« If I can make it here, I’ll make it anywhere », dit la chanson. Pour les entrepreneurs de la tech française, on pourrait renverser l’adage : si tu veux réussir, tu dois réussir ton implantation américaine. Nombreux sont les fondateurs de start-up qui viennent s’installer à New York, destination idéale à mi-chemin entre l’Europe et la côte Ouest. Comment se passe le transfert, et comment gérer des équipes sur deux continents ? Dans cette nouvelle série « Les patrons expats », nous interrogeons des entrepreneurs et entrepreneuses venus conquérir l’Amérique. Cette semaine : Julien Cohen-Solal, cofondateur de Kartable.
Julien Cohen-Solal est le co-fondateur, avec Sarah Besnainou, de Kartable, une startup Edtech qui offre des cours en ligne adaptés aux besoins de chaque enfant. En septembre 2022, il traverse l’Atlantique pour s’installer à New York. Objectif : tester le marché américain et démontrer une traction suffisante pour convaincre les investisseurs. Car, contrairement à de nombreuses autres start-ups, Kartable n’a pas levé de fonds avant d’attaquer le marché américain. Difficile en effet de convaincre les investisseurs quand on est une startup EdTech (à quelques exceptions près, comme Openclassrooms). Kartable, rentable depuis plusieurs années, décide donc de prendre la température américaine en mode ‘bootstrap’, à moindre frais. Julien Cohen-Solal partage les premières leçons de son expérience.
Ce n’est un secret pour personne, conquérir les États-Unis est extrêmement coûteux – mais de combien parle-t-on exactement ? Difficile d’estimer l’investissement nécessaire sans avoir d’abord pris la température du marché.
Pour Kartable, vendre aux États-Unis signifie bien sûr recruter des équipes commerciales avec des salaires compétitifs, mais aussi créer un nouveau contenu pédagogique adapté au curriculum américain. « Notre contenu français est le fruit d’un travail de 10 ans. Même en mathématiques, la façon d’enseigner ici est différente, et il a fallu refaire le contenu en travaillant avec des professeurs américains. C’était important de venir sur place pour mieux comprendre l’enjeu. L’investissement est encore plus important que nous ne l’avions anticipé ».

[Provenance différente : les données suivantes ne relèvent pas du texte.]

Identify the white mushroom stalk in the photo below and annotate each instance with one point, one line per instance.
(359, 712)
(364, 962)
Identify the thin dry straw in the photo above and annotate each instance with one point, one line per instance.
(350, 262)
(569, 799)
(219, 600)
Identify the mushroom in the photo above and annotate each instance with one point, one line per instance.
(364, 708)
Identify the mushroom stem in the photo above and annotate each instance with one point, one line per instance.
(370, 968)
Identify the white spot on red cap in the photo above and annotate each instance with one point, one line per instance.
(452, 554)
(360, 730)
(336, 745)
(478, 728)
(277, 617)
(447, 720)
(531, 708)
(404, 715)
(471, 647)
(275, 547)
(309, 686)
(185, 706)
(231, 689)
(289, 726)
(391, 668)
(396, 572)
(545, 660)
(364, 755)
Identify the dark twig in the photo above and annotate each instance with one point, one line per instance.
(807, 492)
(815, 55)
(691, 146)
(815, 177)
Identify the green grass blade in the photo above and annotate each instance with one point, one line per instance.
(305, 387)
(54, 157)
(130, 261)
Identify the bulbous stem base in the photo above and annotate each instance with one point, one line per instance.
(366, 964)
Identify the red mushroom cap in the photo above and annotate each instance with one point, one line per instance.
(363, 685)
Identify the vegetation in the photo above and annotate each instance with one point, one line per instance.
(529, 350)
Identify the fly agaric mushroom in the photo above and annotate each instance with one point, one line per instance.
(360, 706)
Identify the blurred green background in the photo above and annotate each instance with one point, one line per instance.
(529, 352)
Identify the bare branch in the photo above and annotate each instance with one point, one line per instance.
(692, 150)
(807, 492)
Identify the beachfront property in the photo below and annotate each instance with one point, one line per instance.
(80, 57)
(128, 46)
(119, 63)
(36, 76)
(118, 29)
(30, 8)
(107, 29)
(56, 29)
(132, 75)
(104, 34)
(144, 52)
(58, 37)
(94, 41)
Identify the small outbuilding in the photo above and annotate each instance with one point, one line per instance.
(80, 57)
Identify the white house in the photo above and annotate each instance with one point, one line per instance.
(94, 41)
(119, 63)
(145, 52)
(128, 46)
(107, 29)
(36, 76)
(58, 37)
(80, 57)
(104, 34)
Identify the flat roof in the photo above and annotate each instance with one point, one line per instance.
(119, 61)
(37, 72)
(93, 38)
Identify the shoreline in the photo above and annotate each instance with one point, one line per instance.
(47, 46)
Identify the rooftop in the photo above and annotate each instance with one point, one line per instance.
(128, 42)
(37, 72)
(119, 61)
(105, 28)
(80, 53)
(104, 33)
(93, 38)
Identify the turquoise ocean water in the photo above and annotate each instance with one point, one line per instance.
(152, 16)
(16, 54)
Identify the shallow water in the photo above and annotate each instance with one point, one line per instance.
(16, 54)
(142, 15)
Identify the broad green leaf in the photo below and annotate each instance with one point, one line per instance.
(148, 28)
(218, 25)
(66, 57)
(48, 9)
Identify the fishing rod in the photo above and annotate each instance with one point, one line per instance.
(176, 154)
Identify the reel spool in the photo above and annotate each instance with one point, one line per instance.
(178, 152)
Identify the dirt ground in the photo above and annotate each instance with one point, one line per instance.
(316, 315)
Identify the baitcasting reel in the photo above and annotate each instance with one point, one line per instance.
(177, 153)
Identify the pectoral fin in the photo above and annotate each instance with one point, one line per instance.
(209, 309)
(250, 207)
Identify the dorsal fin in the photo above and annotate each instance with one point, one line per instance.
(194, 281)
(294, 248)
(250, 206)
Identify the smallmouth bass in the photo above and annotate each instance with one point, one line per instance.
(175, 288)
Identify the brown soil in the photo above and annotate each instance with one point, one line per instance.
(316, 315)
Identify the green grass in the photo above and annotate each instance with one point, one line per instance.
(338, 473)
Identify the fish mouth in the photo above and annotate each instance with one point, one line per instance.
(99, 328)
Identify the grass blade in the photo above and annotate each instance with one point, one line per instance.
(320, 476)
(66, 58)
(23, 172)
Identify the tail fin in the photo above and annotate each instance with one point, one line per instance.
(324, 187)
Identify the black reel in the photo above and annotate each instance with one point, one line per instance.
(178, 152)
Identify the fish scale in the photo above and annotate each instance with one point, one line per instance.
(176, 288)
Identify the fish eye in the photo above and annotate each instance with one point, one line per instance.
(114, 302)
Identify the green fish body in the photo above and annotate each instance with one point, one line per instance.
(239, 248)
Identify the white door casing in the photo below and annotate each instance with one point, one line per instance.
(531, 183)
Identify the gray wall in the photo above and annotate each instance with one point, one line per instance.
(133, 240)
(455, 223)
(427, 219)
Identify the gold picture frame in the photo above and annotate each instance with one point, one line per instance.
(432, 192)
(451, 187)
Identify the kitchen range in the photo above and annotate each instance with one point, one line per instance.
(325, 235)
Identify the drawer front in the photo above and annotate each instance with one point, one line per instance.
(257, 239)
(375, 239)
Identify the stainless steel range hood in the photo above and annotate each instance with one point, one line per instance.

Autre leçon : l’importance de prioritiser ses efforts. « Le marché EdTech américain est différent du marché français : le bon côté, c’est que nous avons pu assez facilement travailler directement avec des écoles, ce que nous n’avons pas réussi à faire en France en 10 ans ! En contrepartie, là où, en France, le ministère de l’Éducation Nationale rayonne sur tout le territoire, ici chaque État a son propre programme éducatif, et parfois il y a même des spécificités d’un établissement à l’autre au sein d’un même État ». Dans ce contexte, il était important pour Kartable de se fixer des priorités claires : « Nous avons décidé de nous concentrer sur les quelques centaines d’écoles françaises et bilingues car notre contenu était prêt à l’emploi, moyennant quelques adaptations marginales ».
Un an et demi plus tard, Kartable a plusieurs projets pilote en cours avec des écoles. Heureuse surprise, les rendez-vous sont plus faciles à obtenir de ce côté de l’Atlantique : « Nous avons eu beaucoup de mal à conduire nos premiers pilotes en France, même dans le secteur privé. Ici, les écoles ont beaucoup plus l’habitude de contracter avec des prestataires de service. Même les écoles publiques gèrent une partie de leur budget de façon autonome ».
Pour obtenir ces pilotes, il était important d’être surplace : « Quelques allers-retours ne remplacent pas une présence, des rendez-vous en face à face. Les écoles aiment savoir qu’il y a quelqu’un sur place ».
Des partenariats d’un type nouveau pour une entreprise qui est plus habituée dans l’Hexagone aux marchés publics qu’aux partenariats privés, et qui ne travaille en direct qu’avec un tout petit nombre d’écoles privées en France. « Nous découvrons un mode de vente et des mentalités tout à fait différents. Les budgets plus conséquents se traduisent en exigences plus importantes. Chaque pilote vient avec son lot d’adaptations ». Un marché plus ouvert, plus libre donc, mais aussi plus exigeant.
Les projets en cours sont encourageants, avec des taux d’usage au moins comparables à la France. L’enjeu désormais est de convertir ces pilotes gratuits en ventes. Julien Cohen-Solal a besoin de montrer une bonne traction pour pouvoir lever des fonds et s’est fixé comme objectif plusieurs dizaines de milliers d’élèves connectés à Kartable aux États-Unis. Un objectif ambitieux et une belle aventure.